Della grandezza somma di Louis CK e della mia convinzione che egli abbia l’ineluttabile fascino delle persone perbene (una convinzione ben arrogante, se ci pensate, da avere riguardo a uno con cui non hai manco mai preso un caffè), qui si è già detto. La mia stima per lui, e per il suo buttare via tutto il repertorio e ricominciare da zero ogni volta, ché chi è venuto a uno spettacolo del tour precedente paga un biglietto nuovo e ha diritto a battute nuove, si conferma e s’ingigantisce ogni volta che, accendendo la tv su qualche produzione del 2012, sento Paolo Rossi fare il sogno all’incontrario o la Littizzetto avere nostalgia del pene, come non ci fossimo mai mossi dagli anni Novanta. E quanto sia esattamente il genere di persona che qualunque persona sensata vorrebbe aver avuto come genitore o vorrebbe avere come migliore amico lo si capisce leggendo la conversazione che ha qui, e in particolare il passaggio sul porsi il problema di come reagire quando dei perfetti sconosciuti – che però incidentalmente sono quelli grazie ai quali paghi l’affitto – ti fermano per strada.


…Your brain isn’t resting and it isn’t doing.
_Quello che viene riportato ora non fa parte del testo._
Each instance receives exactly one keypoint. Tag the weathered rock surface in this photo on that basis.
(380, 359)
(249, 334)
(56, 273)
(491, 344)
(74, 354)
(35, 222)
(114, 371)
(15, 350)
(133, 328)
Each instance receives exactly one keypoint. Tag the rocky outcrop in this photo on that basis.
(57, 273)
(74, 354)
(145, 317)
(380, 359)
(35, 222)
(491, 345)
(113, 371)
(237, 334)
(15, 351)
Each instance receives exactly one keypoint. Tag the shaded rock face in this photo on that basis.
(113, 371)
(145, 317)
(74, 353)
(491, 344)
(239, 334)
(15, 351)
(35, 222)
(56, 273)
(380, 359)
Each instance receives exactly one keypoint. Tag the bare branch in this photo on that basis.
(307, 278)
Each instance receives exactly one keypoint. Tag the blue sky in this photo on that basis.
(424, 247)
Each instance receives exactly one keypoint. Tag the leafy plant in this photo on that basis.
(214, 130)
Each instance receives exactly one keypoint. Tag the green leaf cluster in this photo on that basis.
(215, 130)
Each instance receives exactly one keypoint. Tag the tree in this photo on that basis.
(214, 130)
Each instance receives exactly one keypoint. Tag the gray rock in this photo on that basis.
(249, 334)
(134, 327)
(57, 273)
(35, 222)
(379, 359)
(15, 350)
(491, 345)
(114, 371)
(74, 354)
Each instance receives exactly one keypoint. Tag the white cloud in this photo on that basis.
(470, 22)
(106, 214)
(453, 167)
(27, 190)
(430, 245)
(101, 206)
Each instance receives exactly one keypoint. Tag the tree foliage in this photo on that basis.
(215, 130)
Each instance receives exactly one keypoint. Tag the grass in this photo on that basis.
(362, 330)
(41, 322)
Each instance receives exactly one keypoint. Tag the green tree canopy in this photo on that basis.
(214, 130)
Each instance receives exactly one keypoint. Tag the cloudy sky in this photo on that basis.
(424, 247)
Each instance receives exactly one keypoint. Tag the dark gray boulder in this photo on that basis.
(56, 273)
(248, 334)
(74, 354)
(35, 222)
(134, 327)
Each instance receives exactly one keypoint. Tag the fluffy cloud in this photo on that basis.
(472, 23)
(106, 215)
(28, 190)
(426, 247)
I think people have to get their heads around this thing. All this unmitigated input is hurting folks. My opinion….
Ok, ho letto e: grazie. No joke.
“…accendendo la tv su qualche produzione del 2012, sento Paolo Rossi fare il sogno all’incontrario o la Littizzetto avere nostalgia del pene, come non ci fossimo mai mossi dagli anni Novanta.”: finalmente qualcuno che smonta la Littizzetto e quei suoi sermoni vecchi e pieni di luoghi comuni.